“All the world loves a lover” but in Italy at the moment a pair of “lovers by correspondence” are inspiring curiosity rather than romantic sentiment: the journalist Donatella Papi, champion of the Rom [Roma], director of the online newspaper http://www.comincialitalia.net and former special correspondent for Il Giornale, has announced that she wishes to marry Angelo Izzo, who is serving a life sentence for two murders.
Corriere della Sera reports that Ms Papi has written to the governor of Rome’s Velletri prison to request a meeting with Izzo in order to make wedding plans and obtain the necessary documentation to marry within the prison. Izzo, 56, has told a journalist that he and Ms Papi, 53, have been corresponding and have thereby developed a deep affinity for each other. He confirms that marriage is a possibility and states that this may happen sooner rather than later.
Izzo was convicted for his involvement in the so-called “Circeo Massacre” of 1975: He and two others invited two young women they had met casually to a party at a villa in San Felice Circeo [Latina, Lazio]. There, for nearly two days, 17-year-old Donatella Colasanti and her 19-year-old friend Rosaria Lopez were systematically tortured and raped.
The men then killed Rosaria and attempted to kill Donatella but she miraculously managed to raise the alarm and subsequently survived her ordeal and physical injuries. She was psychologically damaged for the rest of her life and died in 2005. In the same year Izzo was released on parole and brutally murdered a mother and her 14-year-old daughter. The case caused much debate about the penal system in Italy.

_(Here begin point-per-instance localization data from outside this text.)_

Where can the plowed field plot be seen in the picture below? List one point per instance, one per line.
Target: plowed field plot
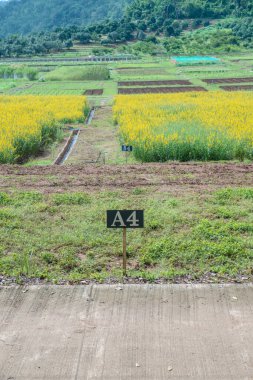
(94, 92)
(155, 83)
(228, 80)
(238, 88)
(159, 90)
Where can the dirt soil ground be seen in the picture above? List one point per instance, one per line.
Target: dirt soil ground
(90, 177)
(158, 90)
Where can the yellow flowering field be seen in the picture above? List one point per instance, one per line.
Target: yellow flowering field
(27, 123)
(191, 126)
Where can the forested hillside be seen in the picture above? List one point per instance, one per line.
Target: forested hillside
(26, 16)
(154, 26)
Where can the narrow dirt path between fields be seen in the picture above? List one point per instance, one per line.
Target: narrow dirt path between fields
(97, 142)
(177, 177)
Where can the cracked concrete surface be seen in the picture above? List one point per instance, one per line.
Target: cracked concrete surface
(123, 332)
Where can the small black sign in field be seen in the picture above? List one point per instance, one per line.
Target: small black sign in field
(156, 83)
(126, 148)
(238, 88)
(228, 80)
(94, 92)
(125, 218)
(158, 90)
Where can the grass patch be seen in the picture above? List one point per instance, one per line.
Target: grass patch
(63, 236)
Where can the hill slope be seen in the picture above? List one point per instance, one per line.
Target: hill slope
(25, 16)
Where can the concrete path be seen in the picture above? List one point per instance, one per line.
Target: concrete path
(126, 332)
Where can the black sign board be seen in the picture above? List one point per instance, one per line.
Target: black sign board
(125, 219)
(127, 148)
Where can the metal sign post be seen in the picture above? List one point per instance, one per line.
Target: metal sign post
(125, 219)
(126, 149)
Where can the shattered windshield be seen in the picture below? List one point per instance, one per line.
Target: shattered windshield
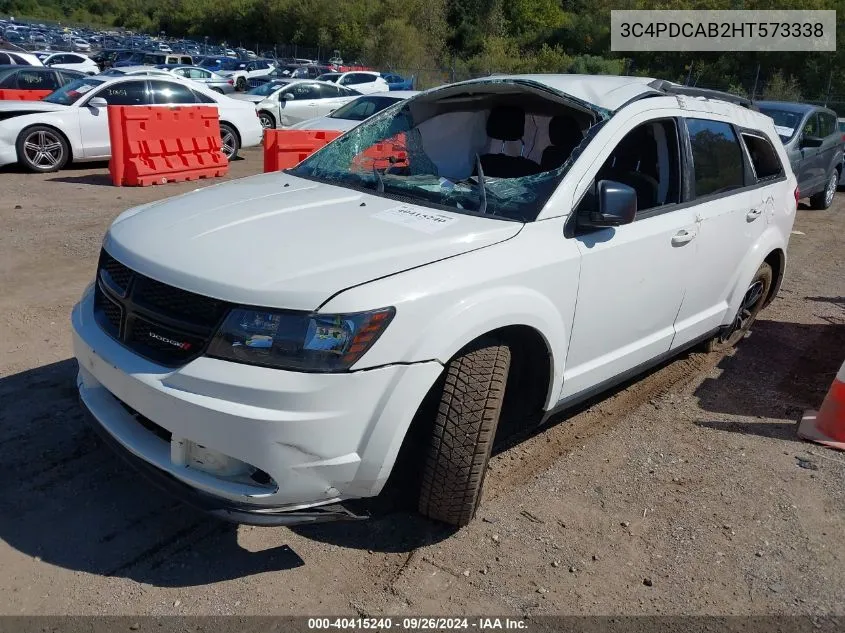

Donatella Papi worked for the women’s magazine Gioia before moving to Il Giornale and was chief Press Officer for the D’Alema government. She has also worked for Ansa and for political institutions. She has published two books, Avere un figlio [“To Have a Child”] and Come avere un figlio con la fecondazione artificiale [“How to have a child by artificial insemination”]. Donatella Papi currently lives and works among Rom communities in Eastern Europe.
Do you think this man should have been granted parole? Should he be allowed to marry?